Bach fans will enjoy Partita No. 4 in D Major, BWV 828. This Partita is one of Bach’s most elegant, but I find it fascinating that John says that he usually ads some little pieces by John Cage within the Partita and takes out the Allemande. It is likely that Durango audiences have never and will never again hear Bach played quite the same way!
Dr. Milbauer will perform three movements from Stravinsky’s Petrouchka. A special treat for any audience, Petrouchka is an arrangement of the ballet that Stravinsky composed for the Ballet Russe in the winter of 1910-1911. He arranged these tremendously difficult movements for his friend, the renowned pianist Arthur Rubenstein, and they were completed in France in 1921. The piano arrangement is prohibitively technically difficult, and that is why many pianists prefer to not tackle it. It is also harmonically famous for being bitonal and polyrhythmic.

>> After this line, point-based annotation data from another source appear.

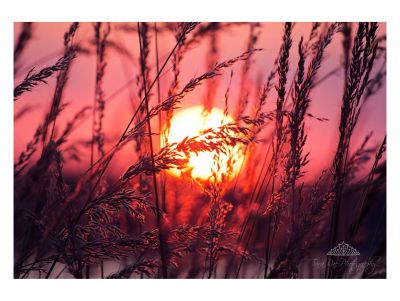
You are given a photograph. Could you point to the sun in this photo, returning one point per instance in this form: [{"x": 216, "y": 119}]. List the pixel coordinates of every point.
[{"x": 190, "y": 122}]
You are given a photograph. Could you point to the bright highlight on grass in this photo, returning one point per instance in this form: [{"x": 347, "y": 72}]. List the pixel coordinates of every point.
[{"x": 190, "y": 122}]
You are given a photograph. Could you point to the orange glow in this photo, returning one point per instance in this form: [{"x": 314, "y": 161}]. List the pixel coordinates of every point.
[{"x": 191, "y": 122}]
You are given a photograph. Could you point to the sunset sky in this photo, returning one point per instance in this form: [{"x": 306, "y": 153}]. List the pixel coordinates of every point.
[{"x": 46, "y": 48}]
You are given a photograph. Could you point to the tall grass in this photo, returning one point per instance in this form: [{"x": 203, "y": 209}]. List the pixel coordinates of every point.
[{"x": 264, "y": 220}]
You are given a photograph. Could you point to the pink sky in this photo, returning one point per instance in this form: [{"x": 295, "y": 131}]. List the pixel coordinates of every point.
[{"x": 326, "y": 98}]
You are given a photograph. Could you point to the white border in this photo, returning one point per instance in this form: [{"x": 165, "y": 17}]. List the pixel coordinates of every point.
[{"x": 204, "y": 10}]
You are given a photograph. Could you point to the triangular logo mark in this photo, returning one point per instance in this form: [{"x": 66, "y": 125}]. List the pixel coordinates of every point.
[{"x": 343, "y": 249}]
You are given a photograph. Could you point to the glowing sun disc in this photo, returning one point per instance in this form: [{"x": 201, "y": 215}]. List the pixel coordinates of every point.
[{"x": 190, "y": 122}]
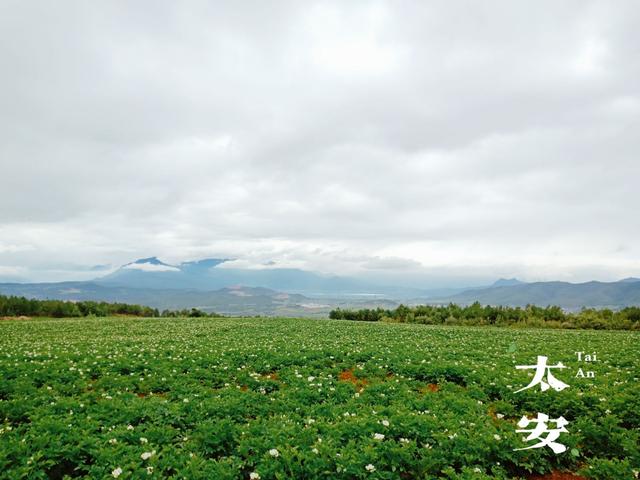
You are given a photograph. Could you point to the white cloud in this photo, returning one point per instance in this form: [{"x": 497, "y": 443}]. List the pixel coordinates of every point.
[{"x": 352, "y": 138}]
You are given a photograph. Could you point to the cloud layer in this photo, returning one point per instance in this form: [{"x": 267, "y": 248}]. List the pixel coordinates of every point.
[{"x": 442, "y": 142}]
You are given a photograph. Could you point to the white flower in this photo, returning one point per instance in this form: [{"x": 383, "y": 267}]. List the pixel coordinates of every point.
[{"x": 147, "y": 455}]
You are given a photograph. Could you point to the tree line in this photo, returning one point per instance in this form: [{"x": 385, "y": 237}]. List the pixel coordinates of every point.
[
  {"x": 476, "y": 314},
  {"x": 12, "y": 306}
]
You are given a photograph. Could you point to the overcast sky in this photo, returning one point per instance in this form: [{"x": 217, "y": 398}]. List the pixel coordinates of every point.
[{"x": 448, "y": 141}]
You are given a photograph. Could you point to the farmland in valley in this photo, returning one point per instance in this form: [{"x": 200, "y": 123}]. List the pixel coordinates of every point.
[{"x": 220, "y": 398}]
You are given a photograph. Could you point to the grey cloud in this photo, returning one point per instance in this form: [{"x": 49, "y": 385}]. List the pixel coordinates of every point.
[{"x": 486, "y": 138}]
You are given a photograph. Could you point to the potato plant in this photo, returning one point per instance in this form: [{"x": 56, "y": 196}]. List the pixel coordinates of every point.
[{"x": 225, "y": 398}]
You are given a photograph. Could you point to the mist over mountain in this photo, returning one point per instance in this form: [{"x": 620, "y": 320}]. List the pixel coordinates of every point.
[
  {"x": 211, "y": 284},
  {"x": 208, "y": 274}
]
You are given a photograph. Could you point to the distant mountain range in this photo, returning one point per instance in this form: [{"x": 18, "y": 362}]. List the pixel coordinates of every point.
[
  {"x": 210, "y": 285},
  {"x": 209, "y": 274},
  {"x": 567, "y": 295}
]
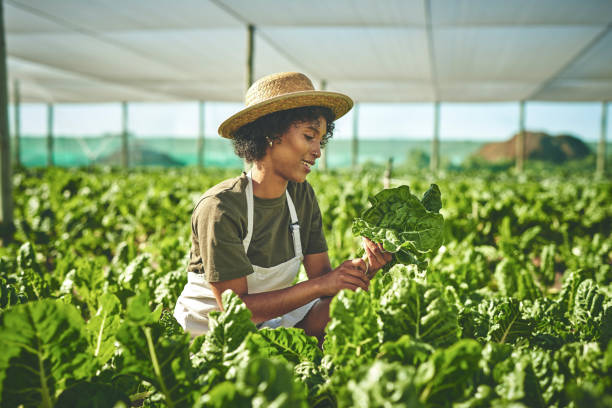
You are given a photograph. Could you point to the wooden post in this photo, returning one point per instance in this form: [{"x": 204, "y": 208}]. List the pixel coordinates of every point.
[
  {"x": 520, "y": 140},
  {"x": 6, "y": 188},
  {"x": 17, "y": 123},
  {"x": 50, "y": 160},
  {"x": 323, "y": 158},
  {"x": 201, "y": 136},
  {"x": 434, "y": 162},
  {"x": 355, "y": 144},
  {"x": 125, "y": 153},
  {"x": 601, "y": 147}
]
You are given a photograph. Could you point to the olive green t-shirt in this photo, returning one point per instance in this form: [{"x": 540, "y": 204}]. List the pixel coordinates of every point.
[{"x": 219, "y": 225}]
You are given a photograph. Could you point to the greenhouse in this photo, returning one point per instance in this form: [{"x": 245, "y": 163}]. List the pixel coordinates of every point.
[{"x": 468, "y": 179}]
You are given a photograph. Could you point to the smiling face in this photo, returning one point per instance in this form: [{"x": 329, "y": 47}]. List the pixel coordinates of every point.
[{"x": 298, "y": 149}]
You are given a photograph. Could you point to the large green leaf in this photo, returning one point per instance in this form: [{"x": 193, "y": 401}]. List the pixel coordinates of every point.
[
  {"x": 414, "y": 308},
  {"x": 158, "y": 359},
  {"x": 290, "y": 344},
  {"x": 103, "y": 327},
  {"x": 352, "y": 333},
  {"x": 405, "y": 227},
  {"x": 43, "y": 347},
  {"x": 92, "y": 395},
  {"x": 505, "y": 321},
  {"x": 384, "y": 385},
  {"x": 448, "y": 374},
  {"x": 260, "y": 382},
  {"x": 227, "y": 330}
]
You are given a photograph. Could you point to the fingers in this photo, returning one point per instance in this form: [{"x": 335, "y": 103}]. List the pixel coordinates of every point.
[
  {"x": 359, "y": 264},
  {"x": 353, "y": 282},
  {"x": 377, "y": 255}
]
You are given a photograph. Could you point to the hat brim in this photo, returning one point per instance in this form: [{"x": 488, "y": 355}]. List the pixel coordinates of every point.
[{"x": 339, "y": 103}]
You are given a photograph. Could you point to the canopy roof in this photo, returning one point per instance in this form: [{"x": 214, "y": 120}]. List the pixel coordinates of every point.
[{"x": 372, "y": 50}]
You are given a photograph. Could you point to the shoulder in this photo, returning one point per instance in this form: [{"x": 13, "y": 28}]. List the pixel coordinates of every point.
[
  {"x": 301, "y": 192},
  {"x": 227, "y": 196}
]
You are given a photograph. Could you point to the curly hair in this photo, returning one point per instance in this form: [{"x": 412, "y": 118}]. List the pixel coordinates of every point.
[{"x": 251, "y": 140}]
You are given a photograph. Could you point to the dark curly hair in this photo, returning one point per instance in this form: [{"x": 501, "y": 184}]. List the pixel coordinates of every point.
[{"x": 251, "y": 140}]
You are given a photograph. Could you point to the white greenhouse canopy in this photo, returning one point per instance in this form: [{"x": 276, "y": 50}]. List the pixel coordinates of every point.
[{"x": 372, "y": 50}]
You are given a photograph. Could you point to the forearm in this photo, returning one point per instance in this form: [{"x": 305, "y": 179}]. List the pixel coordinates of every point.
[{"x": 267, "y": 305}]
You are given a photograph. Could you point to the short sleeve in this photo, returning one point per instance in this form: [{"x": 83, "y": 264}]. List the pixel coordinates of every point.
[
  {"x": 316, "y": 237},
  {"x": 218, "y": 229}
]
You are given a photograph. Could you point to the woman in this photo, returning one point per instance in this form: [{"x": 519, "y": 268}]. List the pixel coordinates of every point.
[{"x": 251, "y": 233}]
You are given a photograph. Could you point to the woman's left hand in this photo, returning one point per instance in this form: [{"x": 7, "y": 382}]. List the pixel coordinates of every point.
[{"x": 377, "y": 256}]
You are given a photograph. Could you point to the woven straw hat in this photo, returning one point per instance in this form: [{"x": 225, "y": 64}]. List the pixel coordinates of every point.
[{"x": 282, "y": 91}]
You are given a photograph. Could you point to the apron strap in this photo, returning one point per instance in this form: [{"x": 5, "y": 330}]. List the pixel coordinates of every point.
[
  {"x": 249, "y": 193},
  {"x": 295, "y": 226}
]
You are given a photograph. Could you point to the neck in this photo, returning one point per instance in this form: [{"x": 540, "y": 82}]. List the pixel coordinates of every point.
[{"x": 267, "y": 184}]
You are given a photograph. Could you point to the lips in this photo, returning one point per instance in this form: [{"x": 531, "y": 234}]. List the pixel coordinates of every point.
[{"x": 308, "y": 163}]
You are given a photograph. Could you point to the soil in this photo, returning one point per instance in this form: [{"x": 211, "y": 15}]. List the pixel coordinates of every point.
[{"x": 538, "y": 146}]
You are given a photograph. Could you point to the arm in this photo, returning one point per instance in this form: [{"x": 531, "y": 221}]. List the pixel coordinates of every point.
[{"x": 267, "y": 305}]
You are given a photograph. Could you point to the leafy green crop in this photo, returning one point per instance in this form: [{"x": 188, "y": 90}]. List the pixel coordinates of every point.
[
  {"x": 515, "y": 309},
  {"x": 408, "y": 227}
]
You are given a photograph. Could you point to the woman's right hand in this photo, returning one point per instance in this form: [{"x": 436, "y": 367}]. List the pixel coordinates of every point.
[{"x": 350, "y": 274}]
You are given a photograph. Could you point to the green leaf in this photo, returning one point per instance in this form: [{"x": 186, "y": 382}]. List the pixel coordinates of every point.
[
  {"x": 383, "y": 385},
  {"x": 352, "y": 332},
  {"x": 506, "y": 324},
  {"x": 411, "y": 307},
  {"x": 432, "y": 199},
  {"x": 518, "y": 382},
  {"x": 289, "y": 343},
  {"x": 162, "y": 361},
  {"x": 92, "y": 395},
  {"x": 516, "y": 281},
  {"x": 448, "y": 374},
  {"x": 103, "y": 327},
  {"x": 406, "y": 350},
  {"x": 227, "y": 330},
  {"x": 403, "y": 225},
  {"x": 42, "y": 349},
  {"x": 260, "y": 382}
]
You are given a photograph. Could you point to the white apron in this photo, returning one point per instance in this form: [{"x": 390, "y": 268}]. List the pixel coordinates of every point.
[{"x": 197, "y": 298}]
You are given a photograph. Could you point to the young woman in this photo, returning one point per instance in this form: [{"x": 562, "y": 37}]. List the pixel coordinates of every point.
[{"x": 250, "y": 234}]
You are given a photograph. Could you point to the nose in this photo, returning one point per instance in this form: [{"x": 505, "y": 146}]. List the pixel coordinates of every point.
[{"x": 317, "y": 151}]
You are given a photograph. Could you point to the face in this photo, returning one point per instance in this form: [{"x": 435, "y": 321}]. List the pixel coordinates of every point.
[{"x": 298, "y": 149}]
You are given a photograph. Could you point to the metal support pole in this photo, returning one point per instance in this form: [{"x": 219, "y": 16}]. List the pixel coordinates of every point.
[
  {"x": 50, "y": 160},
  {"x": 6, "y": 188},
  {"x": 601, "y": 147},
  {"x": 249, "y": 67},
  {"x": 17, "y": 123},
  {"x": 434, "y": 162},
  {"x": 520, "y": 140},
  {"x": 388, "y": 174},
  {"x": 355, "y": 144},
  {"x": 201, "y": 136},
  {"x": 323, "y": 158},
  {"x": 250, "y": 55},
  {"x": 125, "y": 153}
]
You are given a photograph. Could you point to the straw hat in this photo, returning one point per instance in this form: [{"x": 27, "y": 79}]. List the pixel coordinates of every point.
[{"x": 282, "y": 91}]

The story (in brief): At a fair, three puppets are magically conjured to life: Petrushka, a Ballerina, and a Moor. In the second act of the ballet, we find that melancholy Petrushka lives in a dismal cell. He lives a pitiable life, but he professes a deep love for the beautiful ballerina. In the third act, the audience discovers that the Moor lives in a much more substantial home. When the ballerina enters and expresses her affection for the Moor, Petrushka storms in to attack the Moor. Petrushka is much weaker and eventually flees to escape the Moor. In the final scene, at the Shrovetide fair, the Moor chases and kills Petrushka. The police make an inquiry, but the puppeteer dangles Petushka and shakes him to remind the audience that he really is just a puppet. When night falls, the ghoulish ghost of Petrushka rises to defiantly dance, jeering at the puppeteer.
Also on the program is Beethoven’s Sonata in E Major, Op.109, simply one of the greatest and most profound of Beethoven’s late Sonatas. The last movement is quite unusual in that its form is a theme and variations.
Finally, A Little Suite for Christmas, A.D. 1979, written by George Crumb. This set was composed in 1980, and was first performed by Lambert Orkis at the Smithsonian Institution in Washingtno DC in 1980. In these pieces, Crumb uses harmonics, muted tones and pizzicatos, in addition to a conventional method of playing the piano. The overall effect of the music is hushed and deeply contemplative. John says that he has a power point of the original Giotto frescoes that inspired the composition of the music. (Giotto di Bondone, born in Florence, worked primarily in the early 1300s and was thought to be one of the great artists who contributed to the Italian Renaissance.)
“An evening of the highest caliber…a wonderful gift to the people of Santiago." El Mercurio, Chile.